The era of genome sequencing has unlocked many applications since the first human genome release in 2001. The following years have been marked by the development of new sequencing methods of second and then third generation that allowed the release of many new genomes. As much genome as possible are needed for comparative genomics which is essential to the understanding of both mechanisms of evolutionary process and molecular basis of emerging function. Yet, the number of available genomes is far from enough to this end: for Chiroptera, totalizing 1200 species (20% of mammals), there are only 16 genomes available on NCBI. However, bats are very intriguing for scientists as they display many biological innovations. An important challenge is to determine molecular basis of functions that have emerged in bats’ ancestor or within bats phylogeny. To do so, selection pressure analysis, gene family dynamics, activity of repetitive elements and structural re-arrangement need to be investigated. An obvious limitation of the significance and power of detection of comparative genomics is the number of species – with a sequenced genome –. Pteropus species are considered to be the Henipavirus reservoir and play a major role in disease spreading.

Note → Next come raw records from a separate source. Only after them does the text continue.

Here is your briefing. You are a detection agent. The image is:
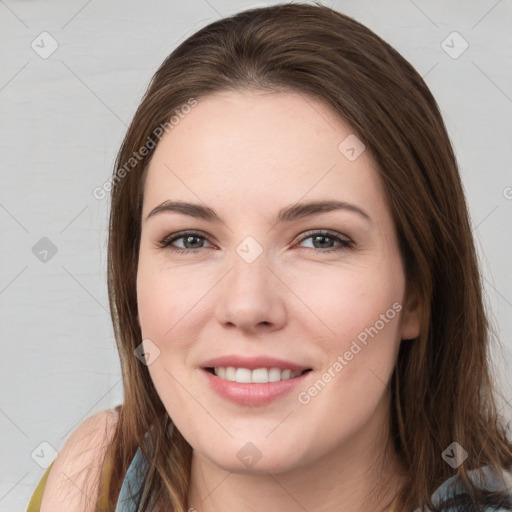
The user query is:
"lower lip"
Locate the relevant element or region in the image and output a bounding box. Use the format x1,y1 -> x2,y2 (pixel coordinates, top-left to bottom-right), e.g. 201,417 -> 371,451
201,368 -> 311,406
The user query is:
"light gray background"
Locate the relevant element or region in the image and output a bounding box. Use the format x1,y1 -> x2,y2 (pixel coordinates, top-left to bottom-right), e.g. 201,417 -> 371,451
0,0 -> 512,511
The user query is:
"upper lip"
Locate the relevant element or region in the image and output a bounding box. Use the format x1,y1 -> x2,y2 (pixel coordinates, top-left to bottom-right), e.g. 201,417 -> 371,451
202,355 -> 311,371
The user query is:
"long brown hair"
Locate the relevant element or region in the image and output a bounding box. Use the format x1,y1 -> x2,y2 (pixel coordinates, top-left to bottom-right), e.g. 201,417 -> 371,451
101,4 -> 512,512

Those bats, mostly from South-Asia, are reported with the unique ability to safely host Henipaviruses, deadly for other mammals including human. P. giganteus is reported with the highest viral richness for Nipah virus. To uncover molecular basis behind this, genomic data for the Pteropus genus are required for comparative genomics. Here we aims to report the solid scaffold assembly of Pteropus giganteus genome using combinatory of Illumina (DNA + RNA) and Nanopore (DNA) sequencing.